1823-1836: U. S. Federal Debt reduced 99%. Depression began 1837.
1852-1857: U. S. Federal Debt reduced 59%. Depression began 1857.
1867-1873: U. S. Federal Debt reduced 27%. Depression began 1873.
1880-1893: U. S. Federal Debt reduced 57%. Depression began 1893.
1920-1930: U. S. Federal Debt reduced 36%. Depression began 1929.
You also are familiar with the following graph showing that the last nine recessions began with reductions in federal debt growth and were cured with increases in federal debt growth.
Note how debt growth declines before recessions and increases to cure recessions
In 1996, the prelude to Free Money, titled “The Ultimate America” predicted future recessions would follow decreases in debt growth. Since then it happened again, twice.
Six depressions and nine recessions — a total of fifteen out of fifteen times at which federal debt growth declined and the economy fell — is an amazing, almost unheard of, correlation in a complex science like economics.

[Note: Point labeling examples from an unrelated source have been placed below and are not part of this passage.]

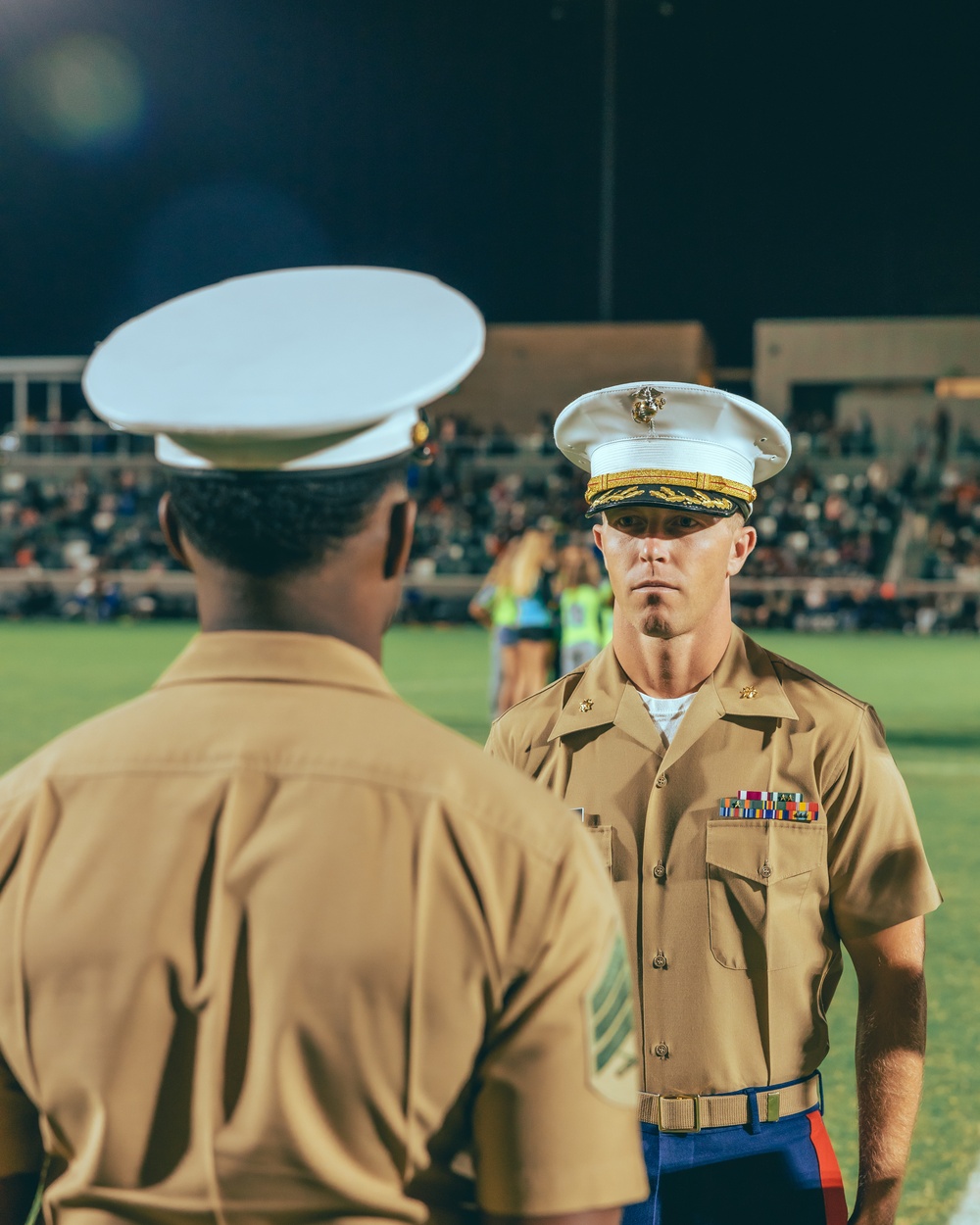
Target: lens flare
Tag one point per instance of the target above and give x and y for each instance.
(82, 92)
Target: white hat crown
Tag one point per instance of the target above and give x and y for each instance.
(680, 435)
(294, 368)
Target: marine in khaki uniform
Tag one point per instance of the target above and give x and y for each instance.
(753, 821)
(273, 947)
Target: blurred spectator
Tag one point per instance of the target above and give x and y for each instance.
(834, 514)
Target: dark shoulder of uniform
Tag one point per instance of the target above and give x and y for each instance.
(407, 753)
(532, 719)
(790, 672)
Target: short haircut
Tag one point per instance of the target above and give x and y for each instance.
(266, 524)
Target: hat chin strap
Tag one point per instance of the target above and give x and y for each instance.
(701, 480)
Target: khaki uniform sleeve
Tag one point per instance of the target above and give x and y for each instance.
(555, 1116)
(21, 1151)
(878, 870)
(498, 745)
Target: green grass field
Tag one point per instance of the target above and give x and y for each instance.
(927, 692)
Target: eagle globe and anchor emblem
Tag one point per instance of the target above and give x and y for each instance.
(647, 403)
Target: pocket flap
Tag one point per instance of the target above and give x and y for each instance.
(764, 851)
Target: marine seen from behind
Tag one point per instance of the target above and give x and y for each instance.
(753, 821)
(274, 947)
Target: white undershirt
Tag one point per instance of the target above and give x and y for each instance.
(666, 713)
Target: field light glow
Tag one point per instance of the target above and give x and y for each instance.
(81, 92)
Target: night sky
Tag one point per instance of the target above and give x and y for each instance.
(773, 160)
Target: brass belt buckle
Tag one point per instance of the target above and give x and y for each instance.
(680, 1097)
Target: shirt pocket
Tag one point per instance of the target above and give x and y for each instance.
(602, 839)
(759, 875)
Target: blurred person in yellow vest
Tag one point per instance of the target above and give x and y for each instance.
(495, 607)
(532, 572)
(579, 606)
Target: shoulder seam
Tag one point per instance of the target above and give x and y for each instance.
(819, 680)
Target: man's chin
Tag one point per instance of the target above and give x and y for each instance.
(657, 627)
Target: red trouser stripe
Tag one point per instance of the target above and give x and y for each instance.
(834, 1205)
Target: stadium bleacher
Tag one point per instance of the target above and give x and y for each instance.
(847, 539)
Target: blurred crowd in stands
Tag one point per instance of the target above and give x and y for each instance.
(837, 514)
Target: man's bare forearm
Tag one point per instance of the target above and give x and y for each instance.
(18, 1194)
(890, 1053)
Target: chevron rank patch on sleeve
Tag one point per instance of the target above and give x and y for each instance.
(609, 1024)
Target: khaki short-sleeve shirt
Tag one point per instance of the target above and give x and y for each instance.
(275, 947)
(735, 922)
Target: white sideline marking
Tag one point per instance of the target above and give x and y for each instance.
(969, 1205)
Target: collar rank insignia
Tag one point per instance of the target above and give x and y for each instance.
(647, 403)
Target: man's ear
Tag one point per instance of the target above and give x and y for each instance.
(171, 528)
(743, 543)
(401, 530)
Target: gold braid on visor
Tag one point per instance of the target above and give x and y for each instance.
(691, 479)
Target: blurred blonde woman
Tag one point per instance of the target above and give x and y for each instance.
(530, 583)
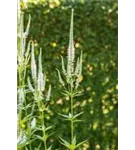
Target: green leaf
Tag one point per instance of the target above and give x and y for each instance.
(81, 143)
(74, 140)
(48, 128)
(64, 142)
(50, 148)
(60, 78)
(39, 137)
(63, 115)
(48, 94)
(78, 120)
(63, 66)
(75, 116)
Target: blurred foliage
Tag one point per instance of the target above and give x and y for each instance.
(96, 33)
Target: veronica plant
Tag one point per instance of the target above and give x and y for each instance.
(23, 56)
(70, 82)
(40, 100)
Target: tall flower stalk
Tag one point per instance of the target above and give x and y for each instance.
(73, 77)
(23, 56)
(40, 100)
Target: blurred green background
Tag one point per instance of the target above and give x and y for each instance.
(96, 33)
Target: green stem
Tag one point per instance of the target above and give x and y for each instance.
(72, 123)
(43, 131)
(72, 113)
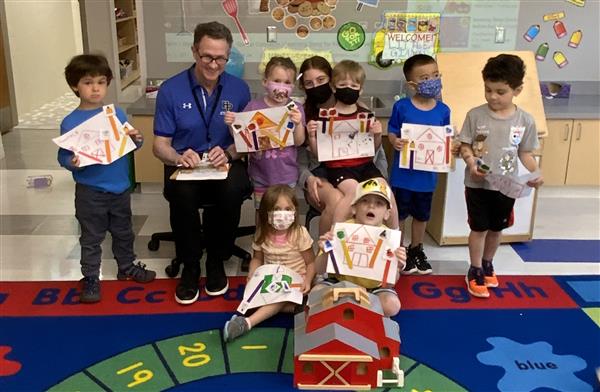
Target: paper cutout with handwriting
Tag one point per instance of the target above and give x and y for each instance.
(364, 251)
(204, 171)
(344, 137)
(514, 187)
(101, 139)
(271, 283)
(427, 147)
(264, 129)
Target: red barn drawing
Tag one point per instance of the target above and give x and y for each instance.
(343, 342)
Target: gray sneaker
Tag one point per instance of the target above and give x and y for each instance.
(90, 292)
(138, 273)
(235, 328)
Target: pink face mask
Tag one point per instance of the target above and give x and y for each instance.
(280, 92)
(281, 220)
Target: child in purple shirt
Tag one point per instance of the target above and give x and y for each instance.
(276, 166)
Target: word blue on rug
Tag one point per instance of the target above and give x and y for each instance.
(580, 251)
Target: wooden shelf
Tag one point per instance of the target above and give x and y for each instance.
(133, 76)
(119, 20)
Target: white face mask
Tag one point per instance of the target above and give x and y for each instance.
(281, 220)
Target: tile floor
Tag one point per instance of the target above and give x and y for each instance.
(39, 233)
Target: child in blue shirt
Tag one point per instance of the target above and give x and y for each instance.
(413, 189)
(102, 196)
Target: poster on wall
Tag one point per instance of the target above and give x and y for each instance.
(403, 35)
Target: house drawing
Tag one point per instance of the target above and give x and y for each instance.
(428, 147)
(364, 251)
(265, 129)
(342, 341)
(342, 138)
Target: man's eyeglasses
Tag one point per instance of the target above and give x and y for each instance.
(206, 59)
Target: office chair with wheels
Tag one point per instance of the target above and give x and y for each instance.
(172, 270)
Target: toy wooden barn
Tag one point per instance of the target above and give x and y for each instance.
(343, 342)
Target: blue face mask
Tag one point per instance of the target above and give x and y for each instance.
(430, 88)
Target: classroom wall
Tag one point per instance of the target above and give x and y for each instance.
(42, 36)
(468, 25)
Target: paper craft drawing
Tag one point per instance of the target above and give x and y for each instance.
(264, 129)
(428, 147)
(271, 283)
(511, 186)
(101, 139)
(364, 251)
(204, 171)
(344, 137)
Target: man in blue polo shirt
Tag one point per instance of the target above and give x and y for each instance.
(187, 123)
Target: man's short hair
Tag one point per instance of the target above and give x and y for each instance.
(506, 68)
(214, 30)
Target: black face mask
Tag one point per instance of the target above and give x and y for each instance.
(347, 95)
(319, 94)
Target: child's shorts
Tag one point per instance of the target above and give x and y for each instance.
(335, 175)
(330, 281)
(415, 204)
(488, 210)
(260, 190)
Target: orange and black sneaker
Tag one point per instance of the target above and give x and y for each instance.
(489, 275)
(476, 283)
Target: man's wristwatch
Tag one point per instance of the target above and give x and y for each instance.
(228, 155)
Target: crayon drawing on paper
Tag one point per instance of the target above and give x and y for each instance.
(427, 147)
(263, 129)
(344, 137)
(102, 139)
(271, 283)
(364, 251)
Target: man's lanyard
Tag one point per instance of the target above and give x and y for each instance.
(214, 105)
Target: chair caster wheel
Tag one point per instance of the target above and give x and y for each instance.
(172, 270)
(153, 245)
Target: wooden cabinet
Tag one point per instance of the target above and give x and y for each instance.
(571, 152)
(126, 36)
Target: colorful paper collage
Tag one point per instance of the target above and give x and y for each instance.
(427, 148)
(264, 129)
(102, 139)
(364, 251)
(271, 283)
(403, 35)
(344, 137)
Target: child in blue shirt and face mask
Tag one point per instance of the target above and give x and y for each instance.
(413, 189)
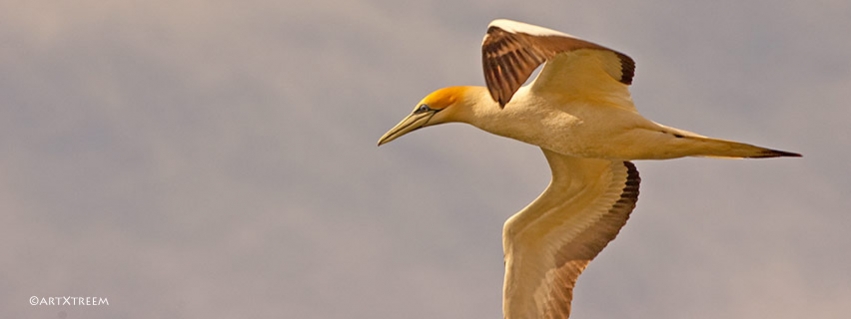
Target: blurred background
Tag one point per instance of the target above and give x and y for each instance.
(217, 159)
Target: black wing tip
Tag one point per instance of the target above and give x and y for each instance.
(627, 68)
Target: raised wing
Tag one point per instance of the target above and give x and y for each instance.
(550, 242)
(511, 51)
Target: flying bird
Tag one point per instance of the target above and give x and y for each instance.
(579, 111)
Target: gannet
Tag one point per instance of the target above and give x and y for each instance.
(579, 111)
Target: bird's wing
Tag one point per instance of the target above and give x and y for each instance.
(550, 242)
(575, 68)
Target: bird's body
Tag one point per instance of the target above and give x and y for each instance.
(580, 112)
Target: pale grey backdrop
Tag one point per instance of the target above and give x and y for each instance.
(217, 159)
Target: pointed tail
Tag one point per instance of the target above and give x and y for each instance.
(710, 147)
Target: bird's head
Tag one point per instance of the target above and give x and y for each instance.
(440, 106)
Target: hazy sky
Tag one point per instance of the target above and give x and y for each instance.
(217, 159)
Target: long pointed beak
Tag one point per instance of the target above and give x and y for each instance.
(409, 124)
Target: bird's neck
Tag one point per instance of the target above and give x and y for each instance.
(515, 120)
(475, 106)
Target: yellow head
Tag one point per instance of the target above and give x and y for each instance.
(440, 106)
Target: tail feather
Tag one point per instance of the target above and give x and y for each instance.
(710, 147)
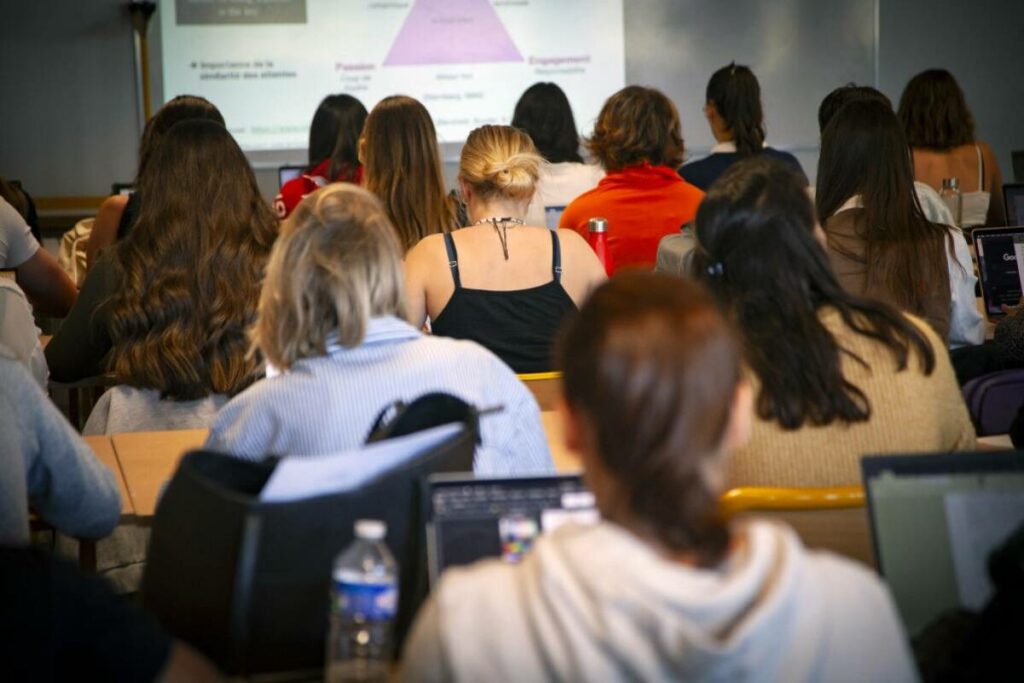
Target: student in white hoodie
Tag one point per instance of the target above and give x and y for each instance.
(662, 589)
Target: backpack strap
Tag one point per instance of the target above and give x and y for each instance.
(556, 257)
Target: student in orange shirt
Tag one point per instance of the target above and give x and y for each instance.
(638, 140)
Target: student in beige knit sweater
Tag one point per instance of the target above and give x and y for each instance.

Even more startling, the first edition of Free Money was published in 1996, and it predicted future recessions would be precipitated by decreases in debt growth. This would be akin to finding it has rained all day in Chicago every June 1st, following sunshine all day every May 30th, for the past fifteen years, and accurately predicting it would happen, again — twice more.
A sharp-eyed reader, who may be associated with the Concord Coalition, (the group claiming federal debt must be reduced, but which never provides evidence) pointed out two recessions, in 1981 and in 1991, where federal debt growth seemed to move up in advance.
While even thirteen out of fifteen is a remarkable correlation in a science that seldom sees such correlations, the reader’s concern was understandable.
As you can see on close inspection, federal debt growth did decline in advance of the 1981 recession – not terribly significant, but a decline nonetheless. (The 1981 recession should be considered a continuation of the recession twelve months earlier — caused by the Iranian Revolution which took place in 1979, with its increased oil prices — from which we didn’t fully recover.)
With regard to the 1991 recession, we come up against the definition of the word “recession.” The media arbitrarily say a recession is a decline in the Gross Domestic Product (GDP) for two or more consecutive quarters, which means you can’t identify a recession until it is more than six months along . Look at the following graph:
GDP growth (blue line) turned down in 1989, while debt growth was falling. Why did the government say the recession began in 1991? Hard to say. Perhaps it was due to the very slight bump at the end of 1989.
This graph indicates the increase in federal debt growth was beginning to cure the 1989 recession, and the momentum of continuing increased debt growth finally cured the recession in 1991.
A strong correlation between federal debt growth and GDP growth seems to exist.
Rodger Malcolm Mitchell
P.S. You might try this experiment. Ask Diane Lim Rogers (firstname.lastname@example.org), the Concord Coalition economist, for evidence to support her claim the debt is too large. I predict she either will not answer you, or she will tell you the debt is too large and “everyone knows” it should be reduced. “Everyone knows” is what passes for evidence at Concord.